Revirement de jurisprudence. Dans une affaire similaire jugée en 2015, la Cour de cassation avait retenu la solution exactement inverse. Il s’agissait de deux époux ayant cédé à l’une de leurs filles et à son mari leur exploitation et des terres agricoles prises à bail par ces derniers. Au décès du père, l’autre fille du couple a assigné sa mère et sa sœur en demandant qu’il soit jugé que ces cessions constituaient des donations indirectes justifiant le rapport à la succession de la différence entre le prix de vente de ces biens et leur vénale réelle. Pour la Cour de cassation, « c’est à bon droit que la cour d'appel a décidé que les terrains agricoles litigieux devaient être estimés comme libres de bail dès lors que cette estimation, destinée à assurer l'égalité entre les copartageants, concernait un bien qui, par l'effet de son attribution à l'héritier qui en était preneur et de la réunion sur la tête de celui-ci des qualités incompatibles de propriétaire et de fermier, avait cessé d'être grevé du bail dont il était auparavant l'objet » (Cass. 1e civ. 21-10-2015 n° 14-24.926 F-PB : BPAT 6/15 inf. 229, JCP N 2016 n° 1005 note F. Collard ; voir également, s’agissant du calcul de la réserve et de la quotité disponible en présence d’une donation portant sur le bien loué lui-même, Cass. 1e civ. 14-10-1981 n° 79-15.946 : Bull. civ. I n° 296, RTD civ. 1982 p. 641 obs. J. Patarin). La solution pouvait s’appuyer sur une doctrine éminente (P. Catala : La réforme des liquidations successorales, Defrénois, 3e éd., 1982 n° 36 p. 100).
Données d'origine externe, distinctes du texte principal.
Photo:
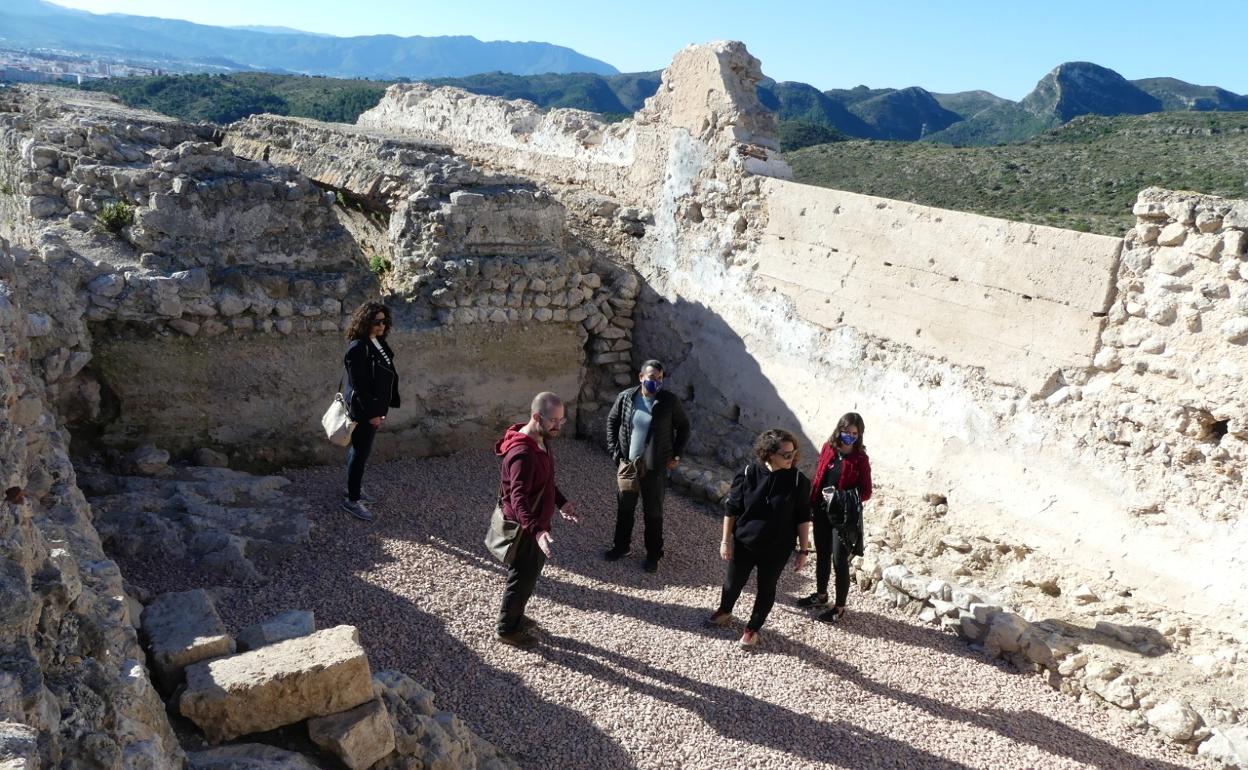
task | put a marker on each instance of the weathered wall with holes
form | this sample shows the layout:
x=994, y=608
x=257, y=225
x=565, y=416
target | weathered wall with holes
x=248, y=396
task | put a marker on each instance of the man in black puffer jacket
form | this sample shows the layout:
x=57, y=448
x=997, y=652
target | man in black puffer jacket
x=647, y=432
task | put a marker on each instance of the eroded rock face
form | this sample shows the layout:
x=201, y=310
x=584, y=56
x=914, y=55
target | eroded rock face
x=65, y=613
x=181, y=629
x=316, y=675
x=358, y=736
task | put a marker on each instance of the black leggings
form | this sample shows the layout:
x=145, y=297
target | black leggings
x=357, y=456
x=831, y=550
x=770, y=568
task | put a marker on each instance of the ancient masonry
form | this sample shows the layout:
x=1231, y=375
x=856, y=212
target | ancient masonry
x=1057, y=418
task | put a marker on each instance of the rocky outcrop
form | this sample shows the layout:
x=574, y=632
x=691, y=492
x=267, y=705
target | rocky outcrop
x=74, y=675
x=323, y=673
x=182, y=629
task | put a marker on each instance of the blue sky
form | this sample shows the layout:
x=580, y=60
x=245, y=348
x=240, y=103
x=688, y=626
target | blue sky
x=1000, y=46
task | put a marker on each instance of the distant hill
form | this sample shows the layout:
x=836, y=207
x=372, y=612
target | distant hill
x=224, y=99
x=905, y=115
x=804, y=102
x=1083, y=175
x=1081, y=87
x=1177, y=95
x=969, y=104
x=36, y=24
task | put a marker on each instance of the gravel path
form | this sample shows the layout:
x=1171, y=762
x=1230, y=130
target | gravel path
x=627, y=675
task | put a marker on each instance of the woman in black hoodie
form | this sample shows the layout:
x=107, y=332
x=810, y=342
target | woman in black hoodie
x=371, y=392
x=768, y=512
Dans l’affaire rapportée, l’avocate générale concluait en faveur de l’évolution de la position de la Cour, estimant notamment qu’il faut raisonner par analogie avec la jurisprudence retenue pour l’évaluation du bien soumis au droit de préemption du fermier, laquelle prescrit de tenir compte de la moins-value résultant de l’existence d’un bail (Cass. 3e civ. 12-11-1980 n° 79-11.166 : Bull. civ. III n° 174 ; Cass. 3e civ. 7-11-1990 n° 89-12.226 : Bull. civ. III n° 220 ; Cass. 3e civ. 9-11-2011 n° 10-24.687 : Bull. civ. III n° 192). Et ce, bien que l’argument ait été vainement soutenu devant la cour d’appel (Avis de Mme Picot-Demarcq p. 9-10). Désormais, c’est donc la valeur occupée qui doit servir de référence. Pour autant, la solution, qui ne convainc pas totalement, doit-elle être étendue au cas où la donation porte directement sur le bien loué lui-même ? Il nous semble que non, notamment parce que l’analogie avec la jurisprudence rendue en matière de préemption serait ici hors de propos.